Послышался звук приближающихся шагов, и на плечо ей легла нежная рука. Мэй обернулась и увидела улыбающееся родное лицо.

– Хью! Что ты здесь делаешь?

– То же самое я могу спросить и у тебя. Что-то нашла?

– Закрой глаза.

– Хорошо, – кивнул он, зажмуриваясь.

Мэй встала. Взяв его за плечи, усадила парня на стул, который только что занимала сама.

– Не открывай, пока не скажу.

– Что это? Сюрприз?

– Возможно. Открывай.

– Не сюрприз, – едва различимым шёпотом произнёс Хью, склонившись над рисунком. – Это ты.

– Это моя мама.

– Твоя мама! Конечно, – он поднёс кончики пальцев к лицу Мэй и провёл по подбородку, упираясь указательным пальцем в ямочку. – А где это она сидит?

– В заднем салоне капитанской каюты «Решительного».

Женщина опиралась локтем на навигационную таблицу. Мэй отодвинула гравюру в сторону. Они с Хью резко выдохнули, увидев следующую. На ней её мама сидела на скале, вокруг плескалось море, а на заднем плане виднелись крутые скалы. Хвост женщины опускался в воду. Сердце Мэй забилось ещё сильнее, когда она заметила ещё одну голову, видневшуюся сквозь буруны. К скале плыла другая русалка! Мэй отодвинула и эту гравюру. На третьей обнаружился двойной портрет – на скале сидели две дочери моря, почти одинаковые, но вторая выглядела немного не так, как Мэй или её сёстры. «У моей мамы тоже была сестра!»

– Твоя тётя, – мягко сказал Хью.

– У меня есть тётя. У Ханны, Люси и меня есть тётя. Мы не одни!

Хью взял её руку и сжал.

– Мэй, ты никогда не будешь одна, пока я жив. Никогда.

Хью нежно обнял девушку.

Она почувствовала, как её волосы оплели его пальцы, и аккуратно собранный пучок каскадом рассыпался по плечам. Хью тихо вздохнул, а потом другой звук переплёлся с его дыханием. Скрип механизма Елеазара. Тень пересекла свет, льющийся сквозь витражное окно.

Мэй с Хью отскочили друг от друга, но не раньше, чем парень улыбнулся возлюбленной лукавой улыбкой, и девушке показалось, что она почти слышит: «продолжение следует», мелькнувшее в его игривом выражении.

* * *

В другой заставленной книгами комнате, маленькой домашней библиотеке в приморском домике Джеймстауна, деревеньки на побережье Род-Айленда, Нат Лоуренс уселся в своё кресло с подголовником, чтобы пролистать накопившиеся газеты. У него было мало времени на газеты – он предпочитал научные издания, монографии и статьи, анонимно участвуя в написании нового учебника для медиков по солевому и газовому обмену в дыхательной системе акул.
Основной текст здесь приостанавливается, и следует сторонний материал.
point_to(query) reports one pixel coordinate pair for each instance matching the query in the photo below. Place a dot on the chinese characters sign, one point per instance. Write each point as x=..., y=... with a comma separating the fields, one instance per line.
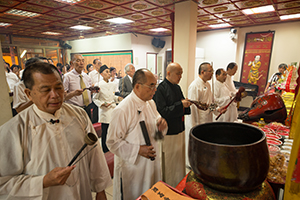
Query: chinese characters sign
x=256, y=59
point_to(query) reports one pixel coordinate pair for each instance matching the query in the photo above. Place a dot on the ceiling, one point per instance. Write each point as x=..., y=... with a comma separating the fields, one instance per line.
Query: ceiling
x=146, y=14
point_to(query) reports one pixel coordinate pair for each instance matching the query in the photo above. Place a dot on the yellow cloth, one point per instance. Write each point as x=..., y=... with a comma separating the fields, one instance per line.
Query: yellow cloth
x=85, y=95
x=292, y=184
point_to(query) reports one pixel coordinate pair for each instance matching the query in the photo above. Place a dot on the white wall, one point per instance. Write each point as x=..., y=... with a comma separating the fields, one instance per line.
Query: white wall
x=217, y=45
x=120, y=42
x=139, y=44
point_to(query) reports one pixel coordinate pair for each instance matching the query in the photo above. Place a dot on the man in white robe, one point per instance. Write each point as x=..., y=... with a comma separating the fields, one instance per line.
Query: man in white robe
x=134, y=172
x=37, y=145
x=222, y=97
x=94, y=74
x=200, y=90
x=231, y=70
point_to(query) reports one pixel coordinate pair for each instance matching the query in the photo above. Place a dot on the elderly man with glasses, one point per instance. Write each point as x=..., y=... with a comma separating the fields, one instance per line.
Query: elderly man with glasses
x=172, y=105
x=136, y=170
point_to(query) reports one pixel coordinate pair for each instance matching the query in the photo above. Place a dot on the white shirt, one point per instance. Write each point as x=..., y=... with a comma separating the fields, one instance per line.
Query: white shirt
x=12, y=79
x=106, y=94
x=20, y=96
x=124, y=139
x=230, y=85
x=199, y=91
x=95, y=76
x=72, y=83
x=116, y=81
x=41, y=147
x=21, y=73
x=222, y=98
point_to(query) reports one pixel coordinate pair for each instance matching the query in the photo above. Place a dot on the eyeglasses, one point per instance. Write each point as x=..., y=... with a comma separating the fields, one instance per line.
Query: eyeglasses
x=211, y=71
x=151, y=87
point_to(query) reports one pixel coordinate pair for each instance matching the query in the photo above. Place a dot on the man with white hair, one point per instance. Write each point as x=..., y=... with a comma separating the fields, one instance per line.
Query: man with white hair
x=125, y=84
x=94, y=74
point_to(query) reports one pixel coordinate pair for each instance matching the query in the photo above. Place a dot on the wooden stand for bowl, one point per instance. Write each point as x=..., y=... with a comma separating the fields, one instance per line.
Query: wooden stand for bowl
x=196, y=189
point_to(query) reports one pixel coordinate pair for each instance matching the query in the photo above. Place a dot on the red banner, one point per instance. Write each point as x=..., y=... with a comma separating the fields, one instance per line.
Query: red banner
x=256, y=59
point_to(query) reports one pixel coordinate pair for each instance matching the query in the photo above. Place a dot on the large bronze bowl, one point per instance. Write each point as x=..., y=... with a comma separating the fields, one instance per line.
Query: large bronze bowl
x=229, y=157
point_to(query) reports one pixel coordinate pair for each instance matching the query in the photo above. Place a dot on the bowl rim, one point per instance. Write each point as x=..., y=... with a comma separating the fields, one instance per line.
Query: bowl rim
x=228, y=145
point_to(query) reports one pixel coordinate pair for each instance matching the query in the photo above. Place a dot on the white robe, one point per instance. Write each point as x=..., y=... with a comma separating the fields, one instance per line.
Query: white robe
x=222, y=98
x=106, y=94
x=95, y=76
x=124, y=138
x=230, y=85
x=197, y=91
x=31, y=147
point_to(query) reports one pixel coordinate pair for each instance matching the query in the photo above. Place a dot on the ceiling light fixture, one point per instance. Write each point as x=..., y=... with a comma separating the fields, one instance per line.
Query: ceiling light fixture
x=21, y=13
x=294, y=16
x=51, y=33
x=4, y=24
x=119, y=20
x=159, y=29
x=219, y=25
x=81, y=27
x=68, y=1
x=258, y=10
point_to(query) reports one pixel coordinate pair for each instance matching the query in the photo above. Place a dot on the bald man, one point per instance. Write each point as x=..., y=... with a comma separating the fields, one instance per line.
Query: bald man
x=134, y=172
x=172, y=106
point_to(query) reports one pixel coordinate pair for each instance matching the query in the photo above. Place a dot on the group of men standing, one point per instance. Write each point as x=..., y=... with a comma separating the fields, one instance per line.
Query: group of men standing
x=51, y=131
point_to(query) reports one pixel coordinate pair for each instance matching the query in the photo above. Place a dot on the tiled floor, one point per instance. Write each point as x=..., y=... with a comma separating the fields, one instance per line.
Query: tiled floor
x=108, y=191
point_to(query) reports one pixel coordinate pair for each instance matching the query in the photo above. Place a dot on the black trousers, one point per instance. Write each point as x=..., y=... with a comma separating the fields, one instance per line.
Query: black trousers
x=104, y=128
x=92, y=111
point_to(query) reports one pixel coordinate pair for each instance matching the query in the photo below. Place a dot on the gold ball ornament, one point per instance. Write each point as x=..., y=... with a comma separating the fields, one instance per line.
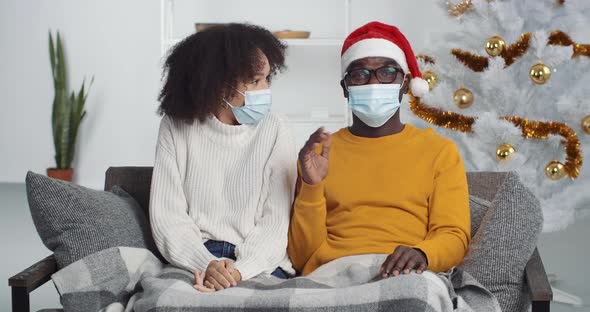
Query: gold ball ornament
x=504, y=151
x=555, y=170
x=540, y=73
x=586, y=124
x=495, y=45
x=463, y=98
x=431, y=78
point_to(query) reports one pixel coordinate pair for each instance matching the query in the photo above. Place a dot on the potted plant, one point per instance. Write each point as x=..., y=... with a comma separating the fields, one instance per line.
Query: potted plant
x=67, y=114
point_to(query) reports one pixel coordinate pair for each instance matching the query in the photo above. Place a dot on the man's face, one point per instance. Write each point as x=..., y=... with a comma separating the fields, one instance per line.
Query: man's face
x=375, y=70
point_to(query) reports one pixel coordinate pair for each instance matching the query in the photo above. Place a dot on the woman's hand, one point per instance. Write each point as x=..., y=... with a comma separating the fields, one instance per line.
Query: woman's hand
x=314, y=166
x=219, y=275
x=403, y=260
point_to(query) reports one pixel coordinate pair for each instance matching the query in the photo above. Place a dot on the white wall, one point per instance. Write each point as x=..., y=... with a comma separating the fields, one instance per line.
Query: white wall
x=119, y=43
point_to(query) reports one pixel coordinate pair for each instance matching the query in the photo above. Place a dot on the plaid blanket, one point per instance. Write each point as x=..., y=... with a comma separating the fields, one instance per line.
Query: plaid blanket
x=133, y=279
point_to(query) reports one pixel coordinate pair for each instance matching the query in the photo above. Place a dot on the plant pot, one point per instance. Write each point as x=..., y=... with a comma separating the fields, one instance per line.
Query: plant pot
x=61, y=174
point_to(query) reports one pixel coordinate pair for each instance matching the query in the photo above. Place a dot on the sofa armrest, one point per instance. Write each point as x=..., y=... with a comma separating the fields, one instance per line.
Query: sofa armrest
x=537, y=283
x=35, y=275
x=28, y=280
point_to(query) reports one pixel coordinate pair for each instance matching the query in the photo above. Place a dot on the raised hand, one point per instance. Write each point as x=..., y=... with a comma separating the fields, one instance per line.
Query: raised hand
x=314, y=166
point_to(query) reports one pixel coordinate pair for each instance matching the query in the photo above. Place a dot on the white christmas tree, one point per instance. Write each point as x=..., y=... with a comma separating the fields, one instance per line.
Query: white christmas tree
x=512, y=89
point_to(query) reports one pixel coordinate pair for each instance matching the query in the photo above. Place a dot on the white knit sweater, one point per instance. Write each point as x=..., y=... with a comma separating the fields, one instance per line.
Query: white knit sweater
x=227, y=183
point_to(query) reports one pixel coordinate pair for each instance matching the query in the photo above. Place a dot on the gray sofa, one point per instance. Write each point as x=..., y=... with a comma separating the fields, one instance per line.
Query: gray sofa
x=506, y=220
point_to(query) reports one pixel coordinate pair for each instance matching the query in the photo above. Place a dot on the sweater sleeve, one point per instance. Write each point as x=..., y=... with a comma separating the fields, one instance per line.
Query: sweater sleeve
x=176, y=234
x=449, y=226
x=308, y=228
x=265, y=246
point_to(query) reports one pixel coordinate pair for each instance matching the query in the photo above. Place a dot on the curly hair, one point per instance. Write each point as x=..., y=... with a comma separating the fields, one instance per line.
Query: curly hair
x=202, y=69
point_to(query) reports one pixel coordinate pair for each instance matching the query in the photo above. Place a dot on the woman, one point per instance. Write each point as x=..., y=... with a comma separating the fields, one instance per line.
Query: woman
x=225, y=167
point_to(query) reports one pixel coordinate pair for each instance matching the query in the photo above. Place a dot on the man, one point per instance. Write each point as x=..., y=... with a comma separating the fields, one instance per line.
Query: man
x=380, y=186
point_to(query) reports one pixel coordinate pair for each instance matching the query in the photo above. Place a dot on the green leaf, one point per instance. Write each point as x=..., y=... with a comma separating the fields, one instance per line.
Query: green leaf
x=52, y=55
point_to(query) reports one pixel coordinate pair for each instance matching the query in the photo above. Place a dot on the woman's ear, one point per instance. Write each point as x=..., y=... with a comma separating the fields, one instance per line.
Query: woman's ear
x=344, y=89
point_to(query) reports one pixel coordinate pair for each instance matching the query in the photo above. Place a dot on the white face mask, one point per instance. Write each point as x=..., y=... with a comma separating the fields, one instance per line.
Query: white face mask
x=256, y=106
x=374, y=104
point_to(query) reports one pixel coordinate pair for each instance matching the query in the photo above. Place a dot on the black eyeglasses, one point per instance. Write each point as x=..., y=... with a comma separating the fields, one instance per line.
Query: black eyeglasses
x=385, y=74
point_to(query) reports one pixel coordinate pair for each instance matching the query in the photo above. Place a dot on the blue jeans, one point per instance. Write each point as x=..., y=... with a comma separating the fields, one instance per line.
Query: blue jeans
x=228, y=250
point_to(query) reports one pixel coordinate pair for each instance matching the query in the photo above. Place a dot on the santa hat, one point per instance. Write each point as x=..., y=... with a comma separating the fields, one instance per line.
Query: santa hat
x=376, y=39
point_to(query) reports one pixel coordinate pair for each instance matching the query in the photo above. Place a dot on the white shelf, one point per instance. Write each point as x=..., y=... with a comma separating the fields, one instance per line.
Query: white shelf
x=289, y=42
x=313, y=42
x=307, y=119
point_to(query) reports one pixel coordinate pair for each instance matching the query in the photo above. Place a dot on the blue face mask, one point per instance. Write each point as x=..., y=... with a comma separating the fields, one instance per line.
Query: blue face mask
x=374, y=104
x=256, y=106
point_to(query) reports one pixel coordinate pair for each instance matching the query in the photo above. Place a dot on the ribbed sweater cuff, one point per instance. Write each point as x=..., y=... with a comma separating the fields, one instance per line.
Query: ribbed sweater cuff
x=311, y=194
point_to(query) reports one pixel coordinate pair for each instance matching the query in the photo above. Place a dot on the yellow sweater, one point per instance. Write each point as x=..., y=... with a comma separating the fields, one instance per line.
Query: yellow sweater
x=409, y=189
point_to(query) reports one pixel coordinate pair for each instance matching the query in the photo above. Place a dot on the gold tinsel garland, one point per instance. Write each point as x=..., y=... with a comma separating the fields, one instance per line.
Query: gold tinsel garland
x=466, y=6
x=530, y=130
x=479, y=63
x=426, y=58
x=459, y=8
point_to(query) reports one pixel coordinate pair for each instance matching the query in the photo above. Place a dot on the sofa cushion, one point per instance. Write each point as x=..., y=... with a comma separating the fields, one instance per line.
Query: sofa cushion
x=505, y=229
x=74, y=221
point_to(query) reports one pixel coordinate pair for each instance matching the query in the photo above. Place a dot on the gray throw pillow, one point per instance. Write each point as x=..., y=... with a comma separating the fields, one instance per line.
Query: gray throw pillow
x=504, y=235
x=74, y=221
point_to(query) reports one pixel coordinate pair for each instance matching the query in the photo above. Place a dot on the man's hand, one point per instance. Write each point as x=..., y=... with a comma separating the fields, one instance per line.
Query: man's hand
x=314, y=166
x=404, y=259
x=221, y=275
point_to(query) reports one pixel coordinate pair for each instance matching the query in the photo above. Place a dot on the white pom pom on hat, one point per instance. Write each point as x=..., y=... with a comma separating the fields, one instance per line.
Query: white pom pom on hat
x=377, y=39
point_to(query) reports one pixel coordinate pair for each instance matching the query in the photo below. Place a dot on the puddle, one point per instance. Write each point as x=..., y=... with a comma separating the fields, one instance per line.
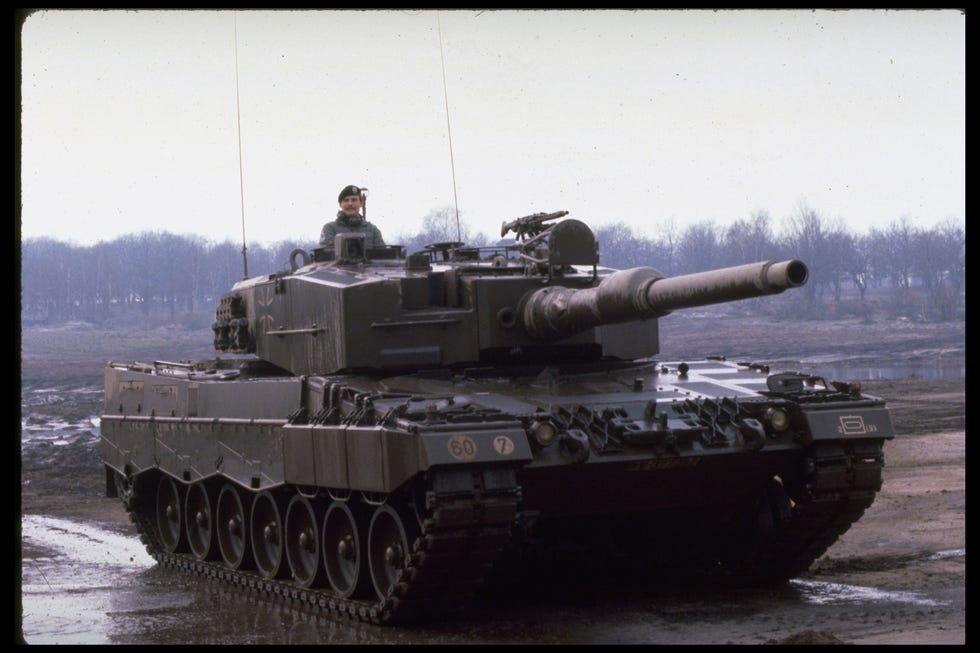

Натаниель взял выпуск «Нью-Йорк-Таймс» двухнедельной давности и, когда увидел представшее перед ним лицо, у него задрожали руки. Он знал это лицо – ямочка на подбородке, губы – всё такое знакомое. Они выжили? Но как это могло произойти? И эта девушка, эта… как её зовут? Люси Сноу. Обвиняемая в убийстве. Приговорённая к смерти.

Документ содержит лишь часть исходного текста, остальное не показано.